Subsequent to a series of personal losses, France Jobin – Montreal’s minimalist composer of deserved renown – was forced to come to terms with something that haunts the existence of countless beings. As pathetic as this usually appears (courtesy of the average human’s shallowness), she attempted a rational collocation of chaos in her life, at the same time recognizing death as the ultimate symbol of a not better specified “perfection”. The introductory notes quote an excerpt from David Deutsch’s book The Fabric Of Reality, grounded

on the theory of phantom photons. Now, when it comes to photons this writer’s cynical experience translates as follows: interesting stuff on paper, yet inevitably destined to become, in most cases, food for pseudo-intellectual exhibition of the self (though I’m convinced that Jobin doesn’t belong to that category). After all, everyone is entitled to clutching at the straws of unearthly conjectures to put a measure of order in their own mind. Particularly when the grim reaper comes around waving us hello under various guises, which – in this day and age – happens quite frequently, including the cerebral demise of selected wannabe “authorities” dabbling in issues beyond their reach.
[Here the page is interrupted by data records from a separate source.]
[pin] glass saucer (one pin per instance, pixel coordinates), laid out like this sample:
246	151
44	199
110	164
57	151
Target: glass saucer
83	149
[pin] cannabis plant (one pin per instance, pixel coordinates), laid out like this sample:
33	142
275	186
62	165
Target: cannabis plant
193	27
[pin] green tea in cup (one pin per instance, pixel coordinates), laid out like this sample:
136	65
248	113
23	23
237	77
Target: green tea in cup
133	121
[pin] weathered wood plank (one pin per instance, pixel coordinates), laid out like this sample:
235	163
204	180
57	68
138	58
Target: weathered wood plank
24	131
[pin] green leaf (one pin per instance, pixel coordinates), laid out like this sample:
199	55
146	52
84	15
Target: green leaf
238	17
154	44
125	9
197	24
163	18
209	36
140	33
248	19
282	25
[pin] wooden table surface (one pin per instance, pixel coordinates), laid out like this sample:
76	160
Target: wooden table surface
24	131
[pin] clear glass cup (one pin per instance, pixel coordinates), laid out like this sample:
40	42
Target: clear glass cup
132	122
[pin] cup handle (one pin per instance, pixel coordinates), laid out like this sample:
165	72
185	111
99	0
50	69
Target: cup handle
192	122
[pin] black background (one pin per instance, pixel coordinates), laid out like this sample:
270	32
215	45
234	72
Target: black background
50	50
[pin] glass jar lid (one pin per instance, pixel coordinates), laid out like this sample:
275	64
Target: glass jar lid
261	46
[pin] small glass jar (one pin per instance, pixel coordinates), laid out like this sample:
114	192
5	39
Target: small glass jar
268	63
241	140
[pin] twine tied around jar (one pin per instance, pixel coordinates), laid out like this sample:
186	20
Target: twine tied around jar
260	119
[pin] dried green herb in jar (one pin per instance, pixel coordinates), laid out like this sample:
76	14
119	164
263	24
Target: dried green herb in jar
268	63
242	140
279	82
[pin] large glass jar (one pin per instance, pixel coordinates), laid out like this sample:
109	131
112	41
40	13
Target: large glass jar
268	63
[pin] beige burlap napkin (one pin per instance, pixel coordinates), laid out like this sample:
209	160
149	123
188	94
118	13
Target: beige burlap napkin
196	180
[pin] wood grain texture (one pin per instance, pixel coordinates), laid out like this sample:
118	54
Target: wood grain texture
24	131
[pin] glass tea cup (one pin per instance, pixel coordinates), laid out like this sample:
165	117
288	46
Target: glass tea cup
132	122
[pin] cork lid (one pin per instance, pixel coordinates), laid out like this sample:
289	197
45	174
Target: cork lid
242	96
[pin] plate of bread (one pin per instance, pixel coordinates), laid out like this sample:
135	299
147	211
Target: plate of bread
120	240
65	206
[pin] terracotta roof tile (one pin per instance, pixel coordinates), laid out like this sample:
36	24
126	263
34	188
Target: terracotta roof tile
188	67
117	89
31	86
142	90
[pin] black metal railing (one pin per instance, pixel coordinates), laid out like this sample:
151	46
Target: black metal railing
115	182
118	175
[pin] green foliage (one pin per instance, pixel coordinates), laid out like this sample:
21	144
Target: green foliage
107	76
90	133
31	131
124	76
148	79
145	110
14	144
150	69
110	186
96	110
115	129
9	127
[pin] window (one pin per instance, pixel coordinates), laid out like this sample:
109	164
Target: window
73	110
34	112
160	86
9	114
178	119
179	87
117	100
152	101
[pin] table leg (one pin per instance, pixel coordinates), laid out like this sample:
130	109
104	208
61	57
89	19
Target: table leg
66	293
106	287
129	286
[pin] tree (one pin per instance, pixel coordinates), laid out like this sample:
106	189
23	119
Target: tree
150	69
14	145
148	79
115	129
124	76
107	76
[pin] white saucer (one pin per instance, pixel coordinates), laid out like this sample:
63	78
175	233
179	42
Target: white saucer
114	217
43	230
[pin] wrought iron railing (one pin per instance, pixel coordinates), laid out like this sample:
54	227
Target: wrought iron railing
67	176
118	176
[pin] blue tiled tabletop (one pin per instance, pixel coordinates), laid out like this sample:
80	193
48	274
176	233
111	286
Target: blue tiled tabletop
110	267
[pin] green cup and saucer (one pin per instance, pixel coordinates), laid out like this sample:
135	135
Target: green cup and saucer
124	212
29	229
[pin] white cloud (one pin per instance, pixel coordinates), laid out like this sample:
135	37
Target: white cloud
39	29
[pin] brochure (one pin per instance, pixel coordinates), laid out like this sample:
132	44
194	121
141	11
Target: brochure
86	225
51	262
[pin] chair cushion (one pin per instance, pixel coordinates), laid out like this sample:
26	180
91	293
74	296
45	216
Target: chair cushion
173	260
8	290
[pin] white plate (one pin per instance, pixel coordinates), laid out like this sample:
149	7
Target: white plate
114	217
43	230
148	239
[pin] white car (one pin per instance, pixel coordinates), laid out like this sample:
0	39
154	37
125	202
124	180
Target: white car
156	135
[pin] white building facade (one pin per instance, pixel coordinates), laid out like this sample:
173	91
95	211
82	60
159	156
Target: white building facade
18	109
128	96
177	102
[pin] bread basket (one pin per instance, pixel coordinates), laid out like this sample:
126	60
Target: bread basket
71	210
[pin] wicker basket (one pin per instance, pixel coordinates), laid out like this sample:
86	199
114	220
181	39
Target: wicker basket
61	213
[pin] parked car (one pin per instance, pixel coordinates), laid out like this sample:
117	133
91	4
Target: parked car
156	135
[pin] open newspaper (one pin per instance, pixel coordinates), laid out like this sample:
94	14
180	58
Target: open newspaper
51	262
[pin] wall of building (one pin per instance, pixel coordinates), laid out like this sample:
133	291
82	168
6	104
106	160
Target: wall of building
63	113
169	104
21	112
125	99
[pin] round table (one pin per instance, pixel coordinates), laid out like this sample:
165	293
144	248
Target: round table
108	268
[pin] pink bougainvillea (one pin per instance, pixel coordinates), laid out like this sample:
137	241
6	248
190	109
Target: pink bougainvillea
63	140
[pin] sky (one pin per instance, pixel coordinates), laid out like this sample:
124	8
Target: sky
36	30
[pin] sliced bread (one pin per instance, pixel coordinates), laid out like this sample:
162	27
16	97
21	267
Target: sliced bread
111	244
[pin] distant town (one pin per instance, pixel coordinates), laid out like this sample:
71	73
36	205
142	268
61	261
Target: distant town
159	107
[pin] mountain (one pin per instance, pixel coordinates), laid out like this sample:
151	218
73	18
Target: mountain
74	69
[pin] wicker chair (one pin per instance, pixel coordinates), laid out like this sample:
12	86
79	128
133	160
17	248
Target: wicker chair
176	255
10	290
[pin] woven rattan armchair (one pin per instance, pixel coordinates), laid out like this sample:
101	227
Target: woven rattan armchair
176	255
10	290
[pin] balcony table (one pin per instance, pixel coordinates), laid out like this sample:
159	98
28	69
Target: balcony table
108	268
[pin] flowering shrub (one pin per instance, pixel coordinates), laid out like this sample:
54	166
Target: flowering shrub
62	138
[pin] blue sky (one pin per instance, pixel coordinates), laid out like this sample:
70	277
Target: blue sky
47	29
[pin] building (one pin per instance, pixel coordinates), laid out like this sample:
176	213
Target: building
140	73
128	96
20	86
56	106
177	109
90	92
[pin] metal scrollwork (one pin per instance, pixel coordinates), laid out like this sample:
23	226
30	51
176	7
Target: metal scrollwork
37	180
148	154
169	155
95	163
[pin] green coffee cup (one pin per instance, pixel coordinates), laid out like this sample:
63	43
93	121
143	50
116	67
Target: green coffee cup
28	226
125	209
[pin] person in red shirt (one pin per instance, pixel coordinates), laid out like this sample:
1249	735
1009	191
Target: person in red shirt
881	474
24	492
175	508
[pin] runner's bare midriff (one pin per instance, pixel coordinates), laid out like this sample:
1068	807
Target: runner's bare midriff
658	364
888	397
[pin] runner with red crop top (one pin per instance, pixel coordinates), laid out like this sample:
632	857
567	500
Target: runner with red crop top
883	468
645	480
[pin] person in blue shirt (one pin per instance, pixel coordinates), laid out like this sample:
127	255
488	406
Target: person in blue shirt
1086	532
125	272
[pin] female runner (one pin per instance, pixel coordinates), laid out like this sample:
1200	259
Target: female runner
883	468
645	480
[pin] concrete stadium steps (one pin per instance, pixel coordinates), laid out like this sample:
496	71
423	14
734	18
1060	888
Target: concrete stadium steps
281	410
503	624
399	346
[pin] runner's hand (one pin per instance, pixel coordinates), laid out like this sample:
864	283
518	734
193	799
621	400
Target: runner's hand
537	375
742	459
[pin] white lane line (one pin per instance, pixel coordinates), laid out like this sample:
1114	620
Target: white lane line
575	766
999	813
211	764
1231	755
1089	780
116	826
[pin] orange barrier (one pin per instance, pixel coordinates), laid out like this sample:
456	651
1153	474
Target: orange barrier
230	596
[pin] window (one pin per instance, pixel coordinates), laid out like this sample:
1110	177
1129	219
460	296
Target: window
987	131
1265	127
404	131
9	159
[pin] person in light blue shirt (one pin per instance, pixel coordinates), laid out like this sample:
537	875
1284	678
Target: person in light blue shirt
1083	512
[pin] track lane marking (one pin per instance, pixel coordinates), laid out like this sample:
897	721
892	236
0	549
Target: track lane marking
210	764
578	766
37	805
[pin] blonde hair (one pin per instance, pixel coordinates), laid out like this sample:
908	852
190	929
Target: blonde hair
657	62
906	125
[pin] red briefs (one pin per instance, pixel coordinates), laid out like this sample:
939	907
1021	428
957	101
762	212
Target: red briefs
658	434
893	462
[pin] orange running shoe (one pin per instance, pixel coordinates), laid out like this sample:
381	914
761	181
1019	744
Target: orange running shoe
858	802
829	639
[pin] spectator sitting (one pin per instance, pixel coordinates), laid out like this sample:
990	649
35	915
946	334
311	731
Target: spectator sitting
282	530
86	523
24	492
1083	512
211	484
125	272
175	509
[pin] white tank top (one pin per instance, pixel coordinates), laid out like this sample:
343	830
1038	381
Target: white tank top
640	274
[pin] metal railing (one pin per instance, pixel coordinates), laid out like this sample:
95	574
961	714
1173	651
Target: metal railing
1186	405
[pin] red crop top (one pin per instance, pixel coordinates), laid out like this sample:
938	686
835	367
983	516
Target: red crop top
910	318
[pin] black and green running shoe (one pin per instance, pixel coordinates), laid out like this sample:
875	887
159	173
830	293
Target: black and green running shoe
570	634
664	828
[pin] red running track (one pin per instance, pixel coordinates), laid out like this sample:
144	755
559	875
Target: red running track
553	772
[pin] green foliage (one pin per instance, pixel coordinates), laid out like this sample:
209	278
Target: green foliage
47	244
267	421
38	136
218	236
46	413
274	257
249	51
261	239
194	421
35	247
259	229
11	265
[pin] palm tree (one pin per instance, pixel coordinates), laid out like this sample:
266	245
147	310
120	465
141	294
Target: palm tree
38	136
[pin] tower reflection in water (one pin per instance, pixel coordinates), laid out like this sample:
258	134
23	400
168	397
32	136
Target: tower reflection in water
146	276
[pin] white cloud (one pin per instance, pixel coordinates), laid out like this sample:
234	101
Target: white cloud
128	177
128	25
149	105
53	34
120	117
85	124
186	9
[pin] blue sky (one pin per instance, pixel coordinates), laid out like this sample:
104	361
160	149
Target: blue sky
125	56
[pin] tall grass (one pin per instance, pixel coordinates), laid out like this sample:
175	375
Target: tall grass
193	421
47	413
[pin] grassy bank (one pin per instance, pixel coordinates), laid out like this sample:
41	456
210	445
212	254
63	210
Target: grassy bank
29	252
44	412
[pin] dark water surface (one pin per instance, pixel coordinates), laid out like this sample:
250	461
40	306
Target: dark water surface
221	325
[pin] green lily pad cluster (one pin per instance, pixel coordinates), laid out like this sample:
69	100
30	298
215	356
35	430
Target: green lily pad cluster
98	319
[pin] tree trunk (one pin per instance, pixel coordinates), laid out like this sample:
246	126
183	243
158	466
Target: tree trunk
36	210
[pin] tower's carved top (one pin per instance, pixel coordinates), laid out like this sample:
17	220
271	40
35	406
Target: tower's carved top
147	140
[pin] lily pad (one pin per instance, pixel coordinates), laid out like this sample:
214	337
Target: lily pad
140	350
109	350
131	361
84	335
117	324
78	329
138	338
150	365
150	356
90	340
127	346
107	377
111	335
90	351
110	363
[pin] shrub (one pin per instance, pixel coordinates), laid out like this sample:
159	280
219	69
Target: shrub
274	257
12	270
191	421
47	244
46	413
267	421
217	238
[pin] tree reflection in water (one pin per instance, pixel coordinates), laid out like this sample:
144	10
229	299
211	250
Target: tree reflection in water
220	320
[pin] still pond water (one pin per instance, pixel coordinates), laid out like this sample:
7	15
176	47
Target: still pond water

Fortunately, besides any cognitive necessity Jobin is an expert sound assembler. The music she created for this album derives entirely from a Buchla 200 analog synthesizer, except for a shorter and less assuaging track – “Soar” – made with Klara Lewis and exclusively available in the digital version. The longer pieces “Inertia” and “P”, however, represent everything that needs to be (un)told. There’s an answer to every question, there’s calmness behind any anxious doubt if only one delves in the right combination of frequencies. Jobin concocted textural trails that stay with the listener unobtrusively, typically projecting one or two suspended chords. The result amalgamates perfectly with our environment when played at moderate volume. Still, the apparent stasis is perturbed by the very pulsation that it contains. We detect imperceptible subsurface discolorations, brief dissipations of energy across the harmonic flawlessness, a few dynamic weaknesses and slight distortions in an otherwise rather narcotic flux. It’s sorrow-inducing, brain-quietening, and profoundly individual.